La percée surprise du D66

Mark Rutte peut se faire du souci pour l’avenir. Si on l’écoute, Mark Rutte est encore là pour dix ans. C’est ce qu’il a dit mercredi soir, mais il y a plusieurs bémols. En plus d’avoir surfé sur une campagne très étrange, entièrement tournée vers le Covid-19, sans réunions publiques, sans tracts sur les marchés, sans porte-à-porte, il y a un motif d’inquiétude pour lui avec la percée inédite du parti D66.

Alors que le VVD obtient plus d'une trentaine de siège à la Chambre basse du Parlement et confirme sa place de premier mouvement politique du pays, la surprise reste la percée du D66, une formation de centre-gauche, pro-européenne. Avec ses 27 élus, ce mouvement se met dans la roue des conservateurs et va peser de tout son poids dans la formation de la nouvelle coalition de gouvernement.

« Cette formation n’a jamais réalisé un score aussi élevé, ce qui signifie que les équilibres politiques ont changé et que ce parti, D66, va avoir un poids beaucoup plus important dans les pourparlers visant à former une coalition », explique Rem Korteweg.

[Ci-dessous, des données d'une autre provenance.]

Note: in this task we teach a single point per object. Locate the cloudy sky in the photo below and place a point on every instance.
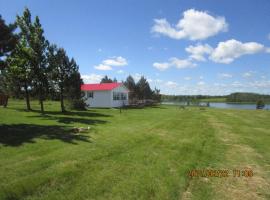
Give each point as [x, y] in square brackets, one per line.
[182, 47]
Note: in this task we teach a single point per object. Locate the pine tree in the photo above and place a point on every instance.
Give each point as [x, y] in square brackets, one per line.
[8, 41]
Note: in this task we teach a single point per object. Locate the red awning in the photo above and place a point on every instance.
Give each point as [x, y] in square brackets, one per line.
[101, 86]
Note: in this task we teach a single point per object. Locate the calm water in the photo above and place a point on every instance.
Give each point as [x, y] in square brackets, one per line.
[225, 105]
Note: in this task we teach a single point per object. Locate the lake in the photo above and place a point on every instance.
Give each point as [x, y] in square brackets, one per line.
[251, 106]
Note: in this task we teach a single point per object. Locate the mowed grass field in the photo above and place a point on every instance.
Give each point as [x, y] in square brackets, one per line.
[137, 154]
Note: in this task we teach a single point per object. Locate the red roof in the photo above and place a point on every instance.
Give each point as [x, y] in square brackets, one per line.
[100, 86]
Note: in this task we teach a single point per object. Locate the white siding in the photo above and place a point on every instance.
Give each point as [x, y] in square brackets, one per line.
[104, 99]
[119, 103]
[100, 99]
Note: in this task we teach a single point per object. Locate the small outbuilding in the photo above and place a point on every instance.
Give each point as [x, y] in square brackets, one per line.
[105, 95]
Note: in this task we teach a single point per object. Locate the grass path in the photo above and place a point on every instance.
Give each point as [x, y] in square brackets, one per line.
[138, 154]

Ce petit parti a réussi à se distinguer, grâce à la bonne campagne de sa nouvelle dirigeante, Sigrid Kaag. Elle a passé plus de vingt ans à l’ONU, avant de se lancer en politique et elle a fait une très bonne fin de campagne en siphonnant les voix de la gauche.

« Ils ont bénéficié des voix de gauche, parce que la gauche a souffert dans son ensemble. Que ce soit les Verts, les sociaux-démocrates ou les socialistes, ils sont tous en recul, car de très nombreux électeurs semblent s’être reportés sur D66, qui est avant tout un parti pro-européen. Beaucoup plus pro-européen d’ailleurs que Mark Rutte ou que les chrétiens-démocrates. », explique ce chercheur de l’Institut Clingendael.

Selon Rem Korteweg, tout cela va se traduire par un changement de ton du gouvernement néerlandais vis-à-vis de l’Europe, qui va adoucir ses positions sur bon nombre de problématiques européennes.